Current Affairs President says new government should draw lessons from Scandinavian countries
President Miloš Zeman is nothing if not outspoken and on Tuesday, ahead of a confidence vote on the country’s new centre-left coalition, he took the opportunity to address members of the cabinet and lawmakers in the lower house. While some expected barbs targeting the opposition and even the new coalition, this was far from the case. Instead, Mr Zeman suggested the government, in its trials ahead, turn to the Scandinavian model for inspiration.
A month ago, question marks hung in the air over whether the president would name the current government led by Prime Minister Bohuslav Sobotka in its current form, or throw a spanner in the works. For now, any discord between the head-of-state and the new cabinet is a thing of the past. Speaking ahead of the confidence vote Tuesday, Mr Zeman kept his word to stick to friendly advice or remarks – prominent among them was a recommendation that the new Social Democrat-led government search for inspiration in Europe, namely Scandinavia, when it came to laying foundation for the future. President Miloš Zeman:
“The European social state does not exist – that is a journalistic generalisation. In reality, there are several models. But we have to ask ourselves which ones are the most successful... Long-term, hard data suggests that those states which best handled the economic crisis are the Scandinavian states.”

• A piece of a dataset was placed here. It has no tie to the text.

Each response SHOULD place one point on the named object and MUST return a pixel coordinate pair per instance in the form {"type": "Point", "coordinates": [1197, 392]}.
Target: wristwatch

It is not surprising that a former Social Democrat like Miloš Zeman would back the Scandinavian model as inspiration for the new cabinet. He stressed the reasons to look to the Nordic countries were manifold: among them not only success when it came to the economy and areas like ecology, but also in the standard of living and overall quality of life as measured by the human development index. The caveat he pointed out, was of course higher taxes. He quipped that the country’s finance minister, Andrej Babiš, might over the next four months be able to find the required cash from missing billions in the state budget (a task, the president joked, worthy of a Nobel Prize) but otherwise seemed to suggest that higher taxes would eventually be needed. President Zeman:
“Nobody likes paying taxes. But the Scandinavian model I would like you to consider is known not only for high taxes but also for other factors. Number 1: that taxes gathered by the state are not stolen. And Number 2, funds brought in are properly invested to a large degree in human potential, in education and health. This kind of investment has a long-term effect.”
The president touched upon other factors in his speech, namely Czech EU membership, the Eurozone and problems with adopting European currency – but overall he focussed more on a bigger picture than was the case in the past. Whether there will be any real consequences on the new government remains an open question. For now, a one-year moratorium on taxes remains in place as part of the coalition agreement and the issue of how the government will pay for its ambitious plans remains unanswered, critics have been quick to point out. How the coalition will fulfil the promises enshrined in its policy programme is a question that will come to the fore soon enough, the president himself made clear on Tuesday.